The vascular system, which is responsible for the flow of blood both to and from the heart, can be divided into two components: systemic and pulmonary. The pulmonary system delivers blood to and from the lungs, where it becomes oxygenated, and the systemic vasculature is responsible for the transporting this blood to the cells of the body through the arteries and returning the blood to the heart after perfusion. TPR affects the flow of this system and can, in turn, greatly affect the perfusion to organs.

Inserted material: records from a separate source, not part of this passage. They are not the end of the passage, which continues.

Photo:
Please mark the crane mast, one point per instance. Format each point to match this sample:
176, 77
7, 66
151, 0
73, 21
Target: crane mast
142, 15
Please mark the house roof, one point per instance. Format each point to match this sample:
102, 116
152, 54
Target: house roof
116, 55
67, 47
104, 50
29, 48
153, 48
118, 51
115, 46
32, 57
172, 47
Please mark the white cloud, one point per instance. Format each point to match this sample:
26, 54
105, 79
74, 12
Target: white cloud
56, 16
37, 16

Total peripheral resistance is calculated by using a specific equation. This equation is TPR = change in pressure/cardiac output. Change in pressure is the difference in mean arterial pressure and venous pressure. Mean arterial pressure is equal to diastolic blood pressure plus one-third of the difference between the systolic and diastolic pressures. Venous blood pressure can be measured using an invasive instrumental technique that physically measures the pressure inside a vein. Cardiac output is the amount of blood pumped through the heart in a one-minute increment.

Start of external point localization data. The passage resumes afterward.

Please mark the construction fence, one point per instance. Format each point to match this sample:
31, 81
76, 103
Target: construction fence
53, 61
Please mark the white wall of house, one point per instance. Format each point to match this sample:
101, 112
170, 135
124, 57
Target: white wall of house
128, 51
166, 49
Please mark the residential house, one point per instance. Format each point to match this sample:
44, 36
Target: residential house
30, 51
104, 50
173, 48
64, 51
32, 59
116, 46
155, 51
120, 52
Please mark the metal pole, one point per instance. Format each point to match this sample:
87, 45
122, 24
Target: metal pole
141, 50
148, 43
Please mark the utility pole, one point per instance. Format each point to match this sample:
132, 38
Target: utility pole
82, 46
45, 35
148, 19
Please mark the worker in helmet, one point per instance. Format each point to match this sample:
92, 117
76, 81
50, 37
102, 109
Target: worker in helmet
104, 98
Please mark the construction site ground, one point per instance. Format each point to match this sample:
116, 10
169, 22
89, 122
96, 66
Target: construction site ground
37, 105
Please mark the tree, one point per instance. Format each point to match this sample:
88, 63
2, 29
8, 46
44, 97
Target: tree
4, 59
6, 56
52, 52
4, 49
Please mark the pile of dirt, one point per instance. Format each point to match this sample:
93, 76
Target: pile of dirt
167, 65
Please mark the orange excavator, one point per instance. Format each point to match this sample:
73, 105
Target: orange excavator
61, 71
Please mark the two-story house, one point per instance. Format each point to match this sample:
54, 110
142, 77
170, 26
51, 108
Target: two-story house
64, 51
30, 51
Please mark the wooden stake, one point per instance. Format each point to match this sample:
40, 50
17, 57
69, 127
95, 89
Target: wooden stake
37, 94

There are a number of factors that can significantly change the components of the TPR equation, thus changing total peripheral resistance. These factors include vascular vessel diameter and blood property dynamics. The diameter of a blood vessel is inversely proportional to blood pressure, so a smaller vessel would increase resistance, hence increasing TPR. Contrarily, a larger blood vessel equates to a less concentrated volume of blood particles pushing against vessel walls, which translates into lower pressure.
The fluid dynamics of the blood also can heavily contribute to an increase or decrease in TPR. The mechanism behind this is a change in clotting factors and blood components that might change the viscosity of blood. As would be predicted, a more viscous fluid causes more resistance to flow. A less viscous fluid would move more easily throughout the pipeline of the body, causing less resistance. Analogous to this would be the force needed to move water versus molasses.